Alkenes perturb the electron cloud in "Br"_2, polarizing it and allowing addition of "Br"^(+) across the alkene.

The remaining "Br"^(-) can backside-attack to form the vicinal dibromide product.

1-1. The pi bonding electrons from the alkene move towards one "Br"'s antibonding orbitals; that "Br" becomes partially positive (delta^(+)), and the top "Br" becomes partially negative (delta^(-)).

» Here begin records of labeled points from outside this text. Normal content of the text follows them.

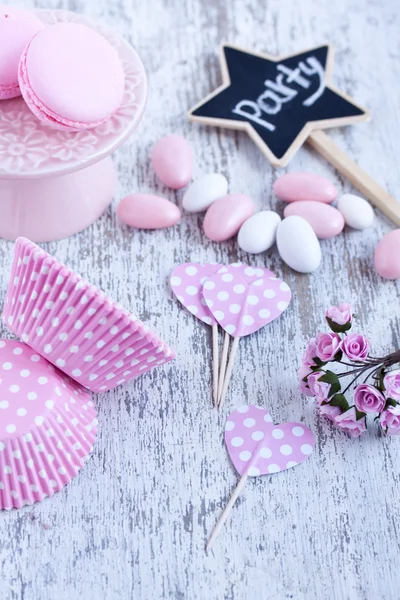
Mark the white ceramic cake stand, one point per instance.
(55, 183)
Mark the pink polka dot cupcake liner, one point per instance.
(47, 426)
(74, 325)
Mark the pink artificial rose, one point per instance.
(356, 346)
(303, 385)
(327, 345)
(310, 353)
(391, 382)
(348, 422)
(341, 315)
(390, 420)
(329, 411)
(319, 389)
(368, 398)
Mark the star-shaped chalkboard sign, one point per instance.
(278, 101)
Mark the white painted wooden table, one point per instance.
(134, 523)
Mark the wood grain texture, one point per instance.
(134, 523)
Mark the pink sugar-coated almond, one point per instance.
(387, 255)
(295, 187)
(326, 220)
(146, 211)
(172, 160)
(226, 215)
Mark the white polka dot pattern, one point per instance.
(47, 427)
(258, 447)
(243, 299)
(66, 319)
(187, 282)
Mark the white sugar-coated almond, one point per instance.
(258, 233)
(356, 211)
(204, 191)
(298, 245)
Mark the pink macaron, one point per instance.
(17, 28)
(71, 77)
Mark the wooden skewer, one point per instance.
(215, 363)
(228, 508)
(229, 370)
(224, 359)
(361, 180)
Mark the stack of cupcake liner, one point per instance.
(74, 325)
(73, 337)
(47, 426)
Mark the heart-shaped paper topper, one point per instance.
(243, 299)
(187, 284)
(258, 447)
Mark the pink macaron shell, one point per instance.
(17, 28)
(47, 426)
(72, 76)
(74, 325)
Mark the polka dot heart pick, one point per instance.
(187, 284)
(243, 299)
(258, 447)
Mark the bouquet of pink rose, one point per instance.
(381, 396)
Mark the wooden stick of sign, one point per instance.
(215, 363)
(359, 178)
(294, 102)
(224, 360)
(227, 510)
(229, 370)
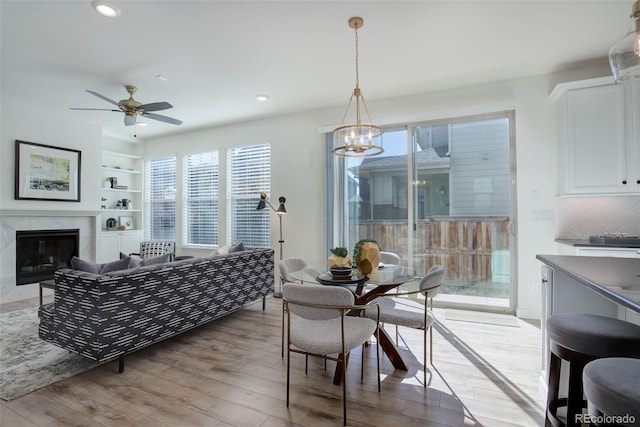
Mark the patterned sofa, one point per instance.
(104, 317)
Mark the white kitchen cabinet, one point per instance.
(600, 139)
(114, 242)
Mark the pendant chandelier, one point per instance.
(624, 56)
(356, 140)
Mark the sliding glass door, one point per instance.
(441, 193)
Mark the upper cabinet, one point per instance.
(600, 138)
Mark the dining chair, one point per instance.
(321, 327)
(390, 258)
(286, 267)
(400, 311)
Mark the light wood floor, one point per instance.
(230, 373)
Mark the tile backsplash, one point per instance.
(581, 217)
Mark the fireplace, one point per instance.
(39, 253)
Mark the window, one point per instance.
(200, 199)
(160, 199)
(249, 173)
(440, 193)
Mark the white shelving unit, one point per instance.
(126, 169)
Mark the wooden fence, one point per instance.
(471, 249)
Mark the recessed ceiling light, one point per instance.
(105, 9)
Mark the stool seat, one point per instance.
(579, 339)
(595, 336)
(612, 386)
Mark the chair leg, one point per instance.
(282, 350)
(362, 364)
(288, 369)
(431, 345)
(424, 357)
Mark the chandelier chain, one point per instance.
(357, 74)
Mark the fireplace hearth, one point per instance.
(39, 253)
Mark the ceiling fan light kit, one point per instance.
(105, 9)
(132, 108)
(357, 139)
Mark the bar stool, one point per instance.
(612, 388)
(579, 339)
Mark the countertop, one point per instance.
(617, 279)
(586, 243)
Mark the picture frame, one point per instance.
(126, 222)
(45, 172)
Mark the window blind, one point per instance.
(200, 189)
(248, 174)
(160, 199)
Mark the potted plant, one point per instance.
(339, 258)
(366, 255)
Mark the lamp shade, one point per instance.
(624, 56)
(281, 209)
(263, 202)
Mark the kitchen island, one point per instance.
(605, 286)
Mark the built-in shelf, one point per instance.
(107, 168)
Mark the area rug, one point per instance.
(28, 363)
(482, 317)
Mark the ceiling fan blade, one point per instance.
(162, 118)
(103, 97)
(95, 109)
(156, 106)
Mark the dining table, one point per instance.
(365, 289)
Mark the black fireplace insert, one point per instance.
(39, 253)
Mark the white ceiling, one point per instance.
(218, 55)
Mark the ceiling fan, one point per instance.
(132, 108)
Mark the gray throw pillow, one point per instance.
(82, 265)
(238, 247)
(121, 264)
(92, 267)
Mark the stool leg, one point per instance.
(553, 386)
(575, 399)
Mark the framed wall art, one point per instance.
(45, 172)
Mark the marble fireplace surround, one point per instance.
(17, 220)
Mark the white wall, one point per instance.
(44, 127)
(298, 160)
(298, 165)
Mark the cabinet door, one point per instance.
(596, 140)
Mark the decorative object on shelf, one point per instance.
(126, 222)
(45, 172)
(356, 140)
(366, 255)
(280, 212)
(111, 224)
(624, 56)
(339, 258)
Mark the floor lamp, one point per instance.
(280, 212)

This accounts for the right-hand arrow.

1-2. Polarizing a bond by perturbing the electron cloud weakens the bond, and in this case, it was enough to break the "Br"-"Br" bond, and the bonding electrons move into now-nonbonding orbitals.

This accounts for the upper arrow.

1-3. However, the bottom "Br" also donates electron density into the alkene's antibonding orbitals, thus making a bridging connection between the left and right carbons.

This accounts for the left-hand arrow.

That was the complicated part. The rest is not too crazy.

2. The remaining "Br"^(-) is the nucleophile, attacking one of the carbons from the rear (a backside-attack), and breaking one of the bridging bonds (which are weak already).

This accounts for both arrows.

The backside-attack is what generates an anti-addition product. This is reflected in the trans relationship of both "Br" on the final product.

In terms of Markovnikov or anti-Markonivkov addition, it doesn't really matter because both "Br" added are identical atoms.